60 Minutes said its reporting was based on thousands of leaked internal Crown documents.
‘Unbalanced, Sensationalized’ ?
But in its newspaper advertisement, which was signed by individual members of the Crown board, the company claimed that “much of this unbalanced and sensationalized reporting is based on unsubstantiated allegations, exaggerations, unsupported connections and outright falsehoods.”
Much was sought to be made in the programme of the conduct of ‘Crown’s junket operators,’ it continued. “In fact, the junkets are not Crown’s. They are independent operators who arrange for their customers to visit many casinos globally.

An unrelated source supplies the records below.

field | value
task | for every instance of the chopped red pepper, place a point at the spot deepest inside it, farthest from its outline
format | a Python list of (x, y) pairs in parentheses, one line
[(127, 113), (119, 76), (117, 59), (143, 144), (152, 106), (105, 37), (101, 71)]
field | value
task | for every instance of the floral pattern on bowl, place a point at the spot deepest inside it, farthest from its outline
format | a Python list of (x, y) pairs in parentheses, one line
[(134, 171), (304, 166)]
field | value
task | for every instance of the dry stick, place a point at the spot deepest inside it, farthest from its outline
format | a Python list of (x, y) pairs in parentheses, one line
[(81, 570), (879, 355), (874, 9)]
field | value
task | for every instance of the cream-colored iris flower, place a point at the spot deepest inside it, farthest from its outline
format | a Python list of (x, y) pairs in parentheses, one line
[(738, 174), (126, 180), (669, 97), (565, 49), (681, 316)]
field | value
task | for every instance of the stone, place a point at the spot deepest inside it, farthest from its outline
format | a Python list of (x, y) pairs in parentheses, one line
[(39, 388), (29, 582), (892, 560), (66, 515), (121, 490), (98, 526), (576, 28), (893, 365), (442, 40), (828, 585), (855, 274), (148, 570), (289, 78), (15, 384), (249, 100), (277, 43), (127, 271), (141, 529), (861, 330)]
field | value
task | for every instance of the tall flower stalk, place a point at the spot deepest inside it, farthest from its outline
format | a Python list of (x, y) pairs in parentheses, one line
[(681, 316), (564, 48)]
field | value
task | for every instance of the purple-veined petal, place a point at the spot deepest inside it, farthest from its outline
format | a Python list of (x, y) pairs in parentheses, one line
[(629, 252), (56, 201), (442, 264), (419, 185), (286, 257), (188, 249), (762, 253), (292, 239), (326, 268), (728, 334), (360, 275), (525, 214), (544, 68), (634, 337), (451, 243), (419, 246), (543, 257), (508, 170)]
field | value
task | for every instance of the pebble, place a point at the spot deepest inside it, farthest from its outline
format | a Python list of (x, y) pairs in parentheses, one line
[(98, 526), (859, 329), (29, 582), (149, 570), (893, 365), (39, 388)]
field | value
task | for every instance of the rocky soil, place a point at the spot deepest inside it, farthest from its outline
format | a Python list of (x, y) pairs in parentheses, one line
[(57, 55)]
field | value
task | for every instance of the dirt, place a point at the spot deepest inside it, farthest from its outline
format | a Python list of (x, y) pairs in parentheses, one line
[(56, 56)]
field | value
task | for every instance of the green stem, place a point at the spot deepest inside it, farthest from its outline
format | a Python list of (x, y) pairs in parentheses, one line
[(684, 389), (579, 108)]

Crown deals with junkets and their customers in essentially the same way as other international casinos.”
Moreover, Crown emphasized that the Macau junkets are licensed and regulated by authorities in Macau, while casino regulators in Australia and elsewhere also vet their operations and their relationships with domestic casino operators.
Crown also has its own vetting process for the junkets, which includes probity, integrity, and police checks, as well as regular reviews of their operations.
Never Heard of ‘The Company’
Addressing specific examples of “poor or misleading journalism,” Crown noted 60 Minutes claimed that Chinese President Xi Jinping’s cousin, Ming Chai, was found on Crown’s private jet by Australian law enforcement authorities investigating money laundering, when, in fact, the jet was neither owned nor chartered by the company.
Meanwhile, 60 Minutes aired surveillance footage from 2012 that showed a man called Roy Moo allegedly receiving a bag stuffed with cash at a vegetable market. Moo worked for a junket operation that did business with Crown, and in December 2013, was convicted of money laundering.
But Crown says there was no mention in the documentary that Moo was excluded from the Crown Melbourne of its own volition “more than six years ago.”
Moo was alleged by 60 Minutes to be working for a triad conglomerate called “The Company,” washing drug money through Crown Melbourne.
Crown notes that while there are extensive references in the 60 Minutes show to its own alleged criminal connections to “the Company,” it has had “no dealings or knowledge of any organisation of that name or description.”
Although not mentioned by Crown, casino security footage of Moo depositing the money at the cage, which is alleged to have come from the bag switch at the vegetable market, clearly shows him filling out a currency transaction report (CTR), which suggests Crown is complying with anti-money laundering procedures.
Visa Questions
Lastly, Crown asserts it has never “sought to circumvent visa requirements or compromise any process of identification or verification for immigration purposes.”
Australia’s Department of Home Affairs (DHA) has acknowledged that, from 2002 to 2016, it had an agreement in place with Crown to “facilitate quick visa processing of short-stay visas” for its high-net-worth clients, as it did with many international tourism companies.
Crown emphasized that it is a global tourism operator that makes a “major contribution to the Australian economy.”
Following the 60 Minutes report, Australia’s attorney general Christian Porter ordered the Commission for Law Enforcement Integrity (CLEI) to launch an investigation into whether Crown conspired with the DHA to bring known criminals into the country to gamble.